Daytime and nighttime differences are consistent with larger uncertainties in daytime retrievals contributed by the lower daytime SNR associated with the solar background component. Its most dramatic effect is observed for daytime polluted continental/smoke, characterized by a median CALIPSO–SODA at least 25 sr less than the V4 assigned. In contrast, its CALIPSO–SODA nighttime counterpart is 15 sr less than V4, and in better agreement for samples with AOD > 0.15. It is however during nighttime, when smoke lidar ratio compares less favorable with the expected value of 70 sr, and associated with the contribution of areas away from the continents which were not sampled during daytime, likely due to their low AOD and low SNR.

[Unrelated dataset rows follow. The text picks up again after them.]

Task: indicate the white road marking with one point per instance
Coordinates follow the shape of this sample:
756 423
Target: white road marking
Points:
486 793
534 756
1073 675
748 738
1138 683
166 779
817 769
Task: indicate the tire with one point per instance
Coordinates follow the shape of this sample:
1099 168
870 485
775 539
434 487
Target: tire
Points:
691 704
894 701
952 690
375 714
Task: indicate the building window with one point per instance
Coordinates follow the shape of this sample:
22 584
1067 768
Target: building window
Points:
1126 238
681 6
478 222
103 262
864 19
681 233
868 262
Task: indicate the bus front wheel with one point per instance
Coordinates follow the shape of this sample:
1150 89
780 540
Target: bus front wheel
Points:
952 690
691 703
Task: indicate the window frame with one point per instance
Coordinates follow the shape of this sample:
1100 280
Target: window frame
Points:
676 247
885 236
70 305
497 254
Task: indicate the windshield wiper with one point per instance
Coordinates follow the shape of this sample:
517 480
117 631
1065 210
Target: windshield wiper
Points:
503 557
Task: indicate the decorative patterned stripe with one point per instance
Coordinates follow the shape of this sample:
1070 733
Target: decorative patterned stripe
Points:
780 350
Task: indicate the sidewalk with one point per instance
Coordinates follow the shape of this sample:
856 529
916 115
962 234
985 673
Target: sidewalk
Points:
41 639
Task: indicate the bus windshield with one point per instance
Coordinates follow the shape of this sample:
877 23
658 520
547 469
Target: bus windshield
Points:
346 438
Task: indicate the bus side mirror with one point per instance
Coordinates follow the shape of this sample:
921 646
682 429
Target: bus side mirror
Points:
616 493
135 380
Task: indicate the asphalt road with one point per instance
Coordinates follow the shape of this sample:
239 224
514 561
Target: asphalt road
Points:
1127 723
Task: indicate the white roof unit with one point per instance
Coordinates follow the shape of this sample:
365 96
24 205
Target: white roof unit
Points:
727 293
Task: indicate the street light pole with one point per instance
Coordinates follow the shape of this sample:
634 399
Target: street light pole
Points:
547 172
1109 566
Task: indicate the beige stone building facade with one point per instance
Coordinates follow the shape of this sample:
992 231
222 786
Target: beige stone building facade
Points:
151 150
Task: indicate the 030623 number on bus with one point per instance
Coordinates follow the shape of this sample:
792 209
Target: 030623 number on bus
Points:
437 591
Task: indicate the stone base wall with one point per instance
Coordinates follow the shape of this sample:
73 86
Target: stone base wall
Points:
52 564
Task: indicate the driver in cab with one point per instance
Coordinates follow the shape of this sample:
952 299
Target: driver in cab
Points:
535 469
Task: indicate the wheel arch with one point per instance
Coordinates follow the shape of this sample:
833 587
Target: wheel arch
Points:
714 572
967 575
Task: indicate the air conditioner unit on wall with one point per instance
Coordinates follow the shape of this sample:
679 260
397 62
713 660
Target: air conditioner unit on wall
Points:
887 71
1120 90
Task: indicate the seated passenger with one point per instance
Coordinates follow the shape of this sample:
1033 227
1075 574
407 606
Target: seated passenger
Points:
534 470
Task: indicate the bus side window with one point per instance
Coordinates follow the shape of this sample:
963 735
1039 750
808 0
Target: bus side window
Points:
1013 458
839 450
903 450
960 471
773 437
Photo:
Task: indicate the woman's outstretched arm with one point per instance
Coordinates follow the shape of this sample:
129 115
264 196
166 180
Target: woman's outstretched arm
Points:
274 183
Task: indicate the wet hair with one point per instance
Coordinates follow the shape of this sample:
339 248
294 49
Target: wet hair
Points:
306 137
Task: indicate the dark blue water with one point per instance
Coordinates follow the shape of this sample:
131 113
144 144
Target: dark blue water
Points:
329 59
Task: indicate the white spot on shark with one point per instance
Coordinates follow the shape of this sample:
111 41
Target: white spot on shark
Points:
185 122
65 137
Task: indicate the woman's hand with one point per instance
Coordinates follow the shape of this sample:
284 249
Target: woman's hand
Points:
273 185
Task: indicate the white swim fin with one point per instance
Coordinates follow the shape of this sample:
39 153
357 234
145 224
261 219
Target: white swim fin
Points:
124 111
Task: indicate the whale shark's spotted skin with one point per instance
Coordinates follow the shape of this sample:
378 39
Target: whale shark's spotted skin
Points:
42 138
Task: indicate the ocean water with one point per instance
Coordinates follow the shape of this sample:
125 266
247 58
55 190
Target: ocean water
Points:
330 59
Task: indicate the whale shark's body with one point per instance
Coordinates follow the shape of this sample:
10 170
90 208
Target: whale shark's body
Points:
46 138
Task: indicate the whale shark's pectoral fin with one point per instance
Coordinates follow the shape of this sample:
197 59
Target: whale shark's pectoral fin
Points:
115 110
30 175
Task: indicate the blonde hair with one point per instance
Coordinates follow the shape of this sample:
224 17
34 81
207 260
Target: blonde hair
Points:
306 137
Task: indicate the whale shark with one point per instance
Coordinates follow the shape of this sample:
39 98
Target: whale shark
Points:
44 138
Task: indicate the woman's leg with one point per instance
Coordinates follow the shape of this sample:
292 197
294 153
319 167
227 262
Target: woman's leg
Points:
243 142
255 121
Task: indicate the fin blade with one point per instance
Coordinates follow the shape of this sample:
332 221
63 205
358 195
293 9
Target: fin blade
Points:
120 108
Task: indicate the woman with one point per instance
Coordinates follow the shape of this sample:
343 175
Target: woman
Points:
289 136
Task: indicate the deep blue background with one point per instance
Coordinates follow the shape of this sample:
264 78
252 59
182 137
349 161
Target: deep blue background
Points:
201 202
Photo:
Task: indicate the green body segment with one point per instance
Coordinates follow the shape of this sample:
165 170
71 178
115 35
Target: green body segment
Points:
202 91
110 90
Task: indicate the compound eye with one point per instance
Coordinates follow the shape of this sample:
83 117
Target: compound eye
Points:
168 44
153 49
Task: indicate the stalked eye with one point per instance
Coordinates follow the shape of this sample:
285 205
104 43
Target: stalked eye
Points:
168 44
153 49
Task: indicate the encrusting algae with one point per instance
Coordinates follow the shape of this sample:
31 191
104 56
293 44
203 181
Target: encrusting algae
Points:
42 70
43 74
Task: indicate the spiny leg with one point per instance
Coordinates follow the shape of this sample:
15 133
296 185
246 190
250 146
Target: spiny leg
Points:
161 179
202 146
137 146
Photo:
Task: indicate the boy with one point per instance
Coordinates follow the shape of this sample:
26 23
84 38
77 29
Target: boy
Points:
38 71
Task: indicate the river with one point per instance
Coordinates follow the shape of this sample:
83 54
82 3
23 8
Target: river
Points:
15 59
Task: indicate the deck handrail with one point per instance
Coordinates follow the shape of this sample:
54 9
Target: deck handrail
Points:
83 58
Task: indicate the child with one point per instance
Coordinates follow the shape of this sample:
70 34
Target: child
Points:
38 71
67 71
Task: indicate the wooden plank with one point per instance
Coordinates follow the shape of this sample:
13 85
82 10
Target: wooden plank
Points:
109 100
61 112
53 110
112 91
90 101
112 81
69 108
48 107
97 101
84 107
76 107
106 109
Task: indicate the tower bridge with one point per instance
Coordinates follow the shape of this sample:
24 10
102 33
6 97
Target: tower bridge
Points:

An aspect not addressed in the current version of CALIPSO–SODA is how to characterize in the algorithm the lidar ratio for lower-tropospheric layers not detected by CALIPSO. Although this is partially resolved by the 2L assumption for the atmospheric mixed layer, profiles in which the lowest aerosol base height derived by CALIPSO is well above 2 km (e.g., dust and elevated smoke) need a rather different approach. Similar to 2L, an alternative solution would be to use a constant lidar ratio for the altitudes below the lowest aerosol base height, which can be determined from CALIPSO–SODA. In this regard, profiles in which the uppermost layer top height is below 2 km yield a median CALIPSO–SODA lidar ratio of approximately 30 sr irrespective of the aerosol type. A modification of the 2L method by including an additional lidar ratio above the mixed layer would produce an overall increase of lidar ratio. This change is expected to be modest and confined to a few sr as the AOD allocated to the undetected layers is likely a small fraction of the total. Yet, these small variations will likely yield better consistency between CALIPSO–SODA and V4 lidar ratios. Lastly, other promising satellite methods that use AOD retrievals over liquid clouds for deriving lidar ratio (e.g., Liu et al., 2015) are advantageous as they circumvent the problem of prescribing the lidar ratio in the boundary layer, especially for elevated aerosol plumes. However, uncertainties in retrieved lidar ratios require a better characterization of potential errors in above-cloud AOD retrievals, through inter-comparison of different satellite products, aided with airborne lidar observations particularly over the eastern Atlantic (e.g., Redemann et al., 2021).

Appendix A

Figure A1 Average-then-retrieved versus retrieved-then-average methods for lidar ratio. Intercomparison between lidar ratio retrieved using attenuated backscatter horizontally averaged to 5, 20, and 80 km along-track grid size, and lidar ratio derived using 1 km averaged attenuated backscatter, and further averaged to match the 5, 20, and 80 km resolution. Data points are showed for samples for which at least 50 % of 1 km retrievals were successfully computed for a given spatial scale.

Figure A2 Geographical distribution of nighttime number of samples used in this study.

Figure A3 Daytime median CALIOP–SODA lidar ratios of data associated with AOD greater than 0.15 within 10^∘ × 10^∘ grids for four tropospheric aerosol types that contain sufficient number of samples.

Figure A4 Same as Fig. A3 but for nighttime.